中小企業支援家に転身し、さらには完全に自営業に移行した今でも、社会とのつながりを作るように意識しています。具体的には茶道とアマチュア無線が私にとっては良い息抜きになっているのです。

茶道は一昨年に始め、教室の先生や先輩たちと出会うことができました。新たな人の繋がりが生まれるというのは新鮮なもの。さらに東京出身の私が仕事の都合で引っ越してきて、いつしか居着いてしまった福岡で、仕事以外の世界を知ることができたというのは我ながら不思議な感じがします。

アマチュア無線も福岡に来てから始めました。数年前に免許を取っていたものの、実際に遊び始めたのは今年の3月から。交信を通じてまさに一期一会になるかもしれない会話をするというのは刺激にあふれています。もちろん何度もお話しさせてもらっている局長さんもいらして、まだお顔は見たことはないものの、勝手に友達にならせてもらったような感覚を抱いています。

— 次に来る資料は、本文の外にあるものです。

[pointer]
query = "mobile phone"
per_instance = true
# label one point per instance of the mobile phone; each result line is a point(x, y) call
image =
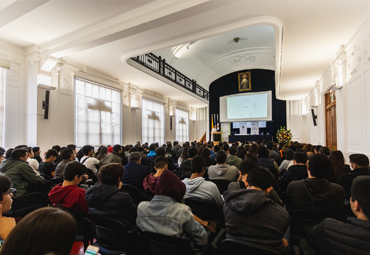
point(92, 250)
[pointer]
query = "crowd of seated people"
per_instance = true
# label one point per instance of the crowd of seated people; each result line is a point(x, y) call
point(266, 185)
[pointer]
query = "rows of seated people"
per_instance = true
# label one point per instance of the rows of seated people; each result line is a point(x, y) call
point(264, 191)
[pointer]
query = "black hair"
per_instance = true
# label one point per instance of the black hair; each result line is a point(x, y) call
point(247, 165)
point(319, 166)
point(359, 159)
point(72, 169)
point(109, 173)
point(361, 193)
point(221, 157)
point(261, 178)
point(300, 158)
point(198, 164)
point(50, 153)
point(66, 153)
point(160, 162)
point(262, 151)
point(19, 153)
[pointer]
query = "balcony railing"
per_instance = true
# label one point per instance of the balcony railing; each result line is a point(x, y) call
point(159, 65)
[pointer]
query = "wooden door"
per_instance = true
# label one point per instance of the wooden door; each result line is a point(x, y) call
point(331, 121)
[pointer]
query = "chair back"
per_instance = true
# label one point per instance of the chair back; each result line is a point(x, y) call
point(205, 210)
point(222, 185)
point(134, 193)
point(236, 247)
point(157, 244)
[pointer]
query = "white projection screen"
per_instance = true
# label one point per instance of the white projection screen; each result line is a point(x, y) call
point(246, 107)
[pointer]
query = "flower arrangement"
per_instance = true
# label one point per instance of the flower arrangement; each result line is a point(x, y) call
point(284, 135)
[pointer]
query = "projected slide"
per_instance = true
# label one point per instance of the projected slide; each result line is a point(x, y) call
point(248, 106)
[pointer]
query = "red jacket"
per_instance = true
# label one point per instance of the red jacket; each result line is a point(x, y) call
point(69, 196)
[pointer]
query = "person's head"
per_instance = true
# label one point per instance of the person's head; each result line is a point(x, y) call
point(37, 235)
point(300, 158)
point(260, 178)
point(319, 166)
point(221, 157)
point(192, 152)
point(170, 185)
point(135, 157)
point(160, 163)
point(198, 165)
point(360, 197)
point(117, 148)
point(246, 166)
point(87, 150)
point(358, 161)
point(67, 154)
point(232, 150)
point(20, 154)
point(111, 174)
point(5, 196)
point(74, 171)
point(262, 151)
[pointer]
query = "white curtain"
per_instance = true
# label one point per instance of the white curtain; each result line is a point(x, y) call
point(97, 114)
point(182, 125)
point(152, 121)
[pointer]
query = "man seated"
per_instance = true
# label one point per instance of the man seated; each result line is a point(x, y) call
point(135, 172)
point(315, 192)
point(335, 237)
point(90, 162)
point(232, 159)
point(360, 166)
point(250, 215)
point(112, 157)
point(68, 156)
point(47, 167)
point(296, 172)
point(222, 171)
point(165, 215)
point(198, 187)
point(19, 172)
point(106, 200)
point(67, 194)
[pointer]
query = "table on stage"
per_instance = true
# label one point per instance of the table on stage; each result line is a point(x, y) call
point(251, 138)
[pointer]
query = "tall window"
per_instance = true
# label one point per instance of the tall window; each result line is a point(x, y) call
point(182, 126)
point(153, 121)
point(97, 114)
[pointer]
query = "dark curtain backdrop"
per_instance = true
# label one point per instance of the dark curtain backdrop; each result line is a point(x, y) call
point(261, 80)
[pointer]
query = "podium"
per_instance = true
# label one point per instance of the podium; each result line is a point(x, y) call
point(216, 137)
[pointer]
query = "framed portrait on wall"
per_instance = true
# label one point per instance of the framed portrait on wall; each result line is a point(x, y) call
point(244, 81)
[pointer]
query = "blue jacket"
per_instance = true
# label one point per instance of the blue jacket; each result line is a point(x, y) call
point(163, 215)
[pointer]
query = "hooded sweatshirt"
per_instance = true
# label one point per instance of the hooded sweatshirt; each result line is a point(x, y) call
point(108, 201)
point(223, 172)
point(314, 193)
point(253, 217)
point(69, 196)
point(202, 189)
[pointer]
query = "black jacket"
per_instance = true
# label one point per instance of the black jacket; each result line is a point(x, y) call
point(109, 202)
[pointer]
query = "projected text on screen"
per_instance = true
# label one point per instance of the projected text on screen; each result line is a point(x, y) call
point(248, 106)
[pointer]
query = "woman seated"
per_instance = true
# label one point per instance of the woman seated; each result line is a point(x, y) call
point(106, 200)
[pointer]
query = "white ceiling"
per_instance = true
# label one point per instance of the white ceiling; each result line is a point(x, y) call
point(103, 34)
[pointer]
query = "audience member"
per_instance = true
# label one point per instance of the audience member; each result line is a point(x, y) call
point(135, 172)
point(222, 171)
point(250, 215)
point(45, 231)
point(67, 194)
point(67, 156)
point(315, 192)
point(19, 172)
point(105, 199)
point(165, 215)
point(197, 187)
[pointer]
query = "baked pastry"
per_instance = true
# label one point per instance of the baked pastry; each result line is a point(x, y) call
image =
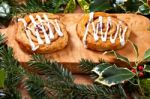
point(41, 33)
point(100, 31)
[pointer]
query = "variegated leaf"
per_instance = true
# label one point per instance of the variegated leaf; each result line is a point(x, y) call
point(113, 75)
point(147, 55)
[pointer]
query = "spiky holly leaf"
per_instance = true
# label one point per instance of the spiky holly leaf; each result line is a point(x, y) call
point(147, 68)
point(120, 57)
point(113, 75)
point(147, 55)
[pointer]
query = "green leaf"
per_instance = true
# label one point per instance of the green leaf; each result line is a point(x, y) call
point(2, 78)
point(71, 6)
point(147, 55)
point(84, 5)
point(147, 68)
point(120, 57)
point(113, 76)
point(101, 67)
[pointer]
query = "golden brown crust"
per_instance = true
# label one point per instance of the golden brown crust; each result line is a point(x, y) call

社会とのつながりは意識して作るもので、黙って待っていて生まれるものではありません。1日タバコ15本ほどの不利益が生まれるのであれば、勇気を持って一歩を踏み出すことができるというもの。「孤独かもしれない」と思ったら、自ら動き出す必要があります。

バーカウンターからの眺め

お酒はほどほどに

話を聞くだけで喜んでくれる経営者

中小企業支援家として経営者と対話していると、話を聞いているだけでとても喜ばれることがあります。尋常な喜び方ではなくて絶賛されるのです。売上アップを実現するための知恵やアイデアを提供していないのに、話を聞くだけで喜ばれるなんてと当初は状況が理解できませんでした

しかし、そのうちに経営者が(かつての自分のように)孤独を抱えていて、さらに誰もが自分のことを話したがるばかりで人の話に耳を澄まそうとしていないことに気づくと、そうした経営者の反応にも合点が行くようになりました。人は誰しも自分の話を聞いてもらいたいもの。経営者も従業員や投資家から突き上げられるばかりでなく、自分の話を誰かに邪魔されることなく聞いてもらいたいのです。

孤独は想像以上に世の中に蔓延しているのかもしれません。